CBL-B sits at a pivotal node in immune cell activation, and its inhibition holds the potential to address several key mechanisms where translational data supports a causative role in suboptimal response to current immunotherapies. Because inhibition of CBL-B lowers the threshold for T cell and NK cell activation, even in the absence of co-stimulatory signals, it may bring benefit to patients with low antigen levels (e.g., low TMB), low inflammation (e.g., low PDL-1) and/or sub-par co-stimulation (e.g., low CD28).
HotSpot’s Smart Allostery approach offers a diversity of advantages in delivering highly selective and differentiated orally bioavailable medicines against proteins that are undruggable or poorly druggable targets, including CBL-B. The platform utilizes a suite of computational algorithms powered by machine learning to uncover natural hotspots that control protein function, employs an array of specialized assays to identify hotspot binders and subsequently uses chemistry to selectively drug these sites with allosteric inhibitors.
SITC Presentation Overview:
Title: Identification of A Novel Allosteric Oral CBL-B Inhibitor that Augmented T Cell Response and Enhanced NK Cell Killing in vitro and in vivo
Authors: Jun Kuai, Yingzhi Bi, Yilin Qi, Deborah G Conrady, Rajiv G Govindaraj, Graham Hone, R. Aldrin Denny, Ken Carson, Geraldine Harriman, Fang Wang
Poster Number: 864
Session: Novel Single-Agent Immunotherapies
Summary of Poster
CBL-B is activated by tyrosine kinases and undergoes a large conformational change from closed inactive form to open active form.

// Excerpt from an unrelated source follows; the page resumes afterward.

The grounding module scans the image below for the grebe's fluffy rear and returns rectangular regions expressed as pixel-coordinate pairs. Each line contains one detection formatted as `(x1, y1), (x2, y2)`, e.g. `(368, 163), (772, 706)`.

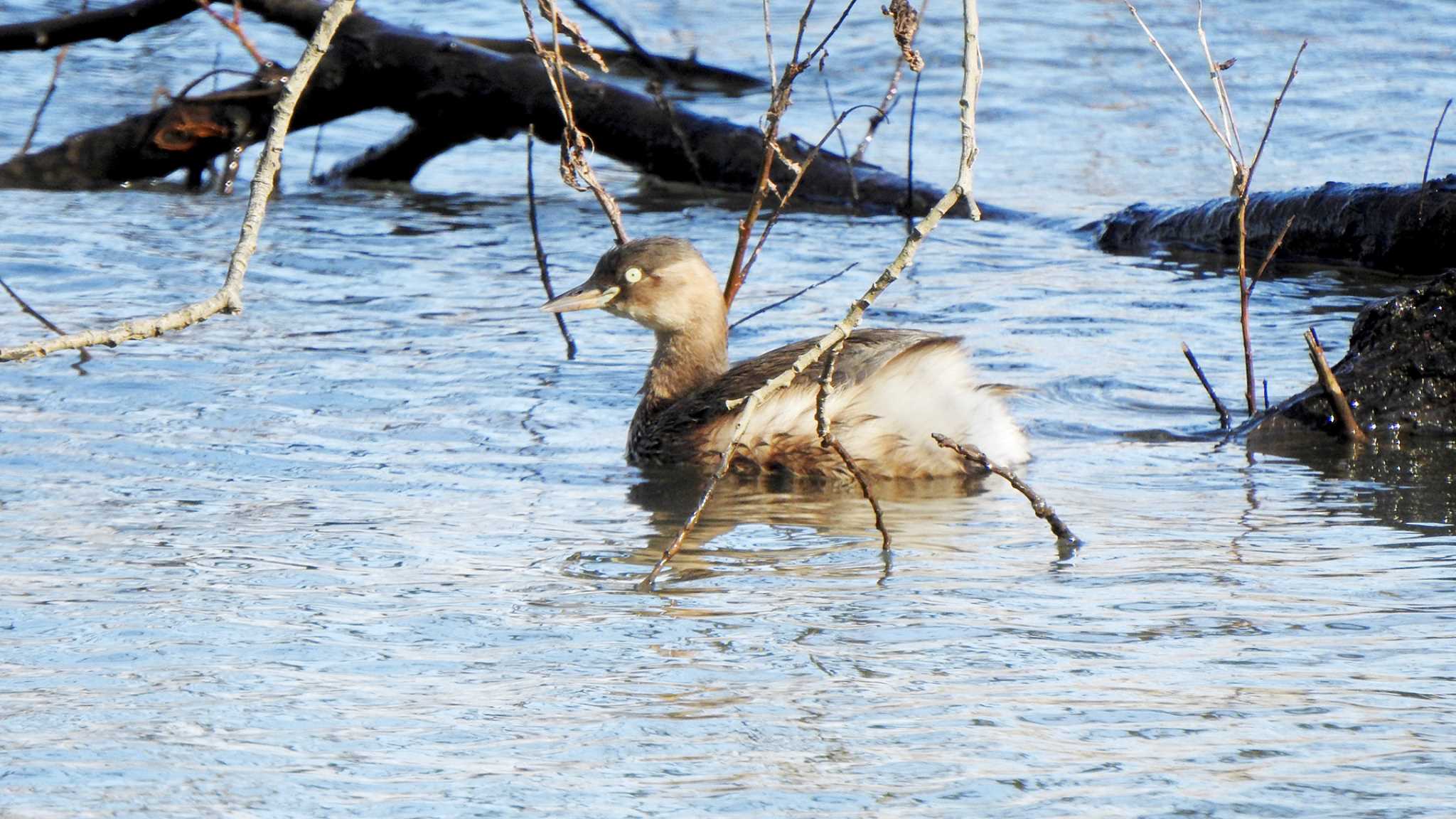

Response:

Through the utilization of HotSpot’s proprietary Smart Allostery platform, including its AI-powered SpotFinder technology, a druggable phosphoregulatory pocket was identified in the inactive form of CBL-B.
HotSpot identified an inhibitor that binds to a regulatory hotspot on CBL-B, locking it in its inactive form, as confirmed by co-crystal structures.
This molecule prevents CBL-B phosphorylation, inhibits E3 ligase activity, promotes cytokine release, enhances T cell proliferation, and stimulates NK cell activation/killing.
In vivo, the molecule enhances T cells responses in anti-CD3 treated mice.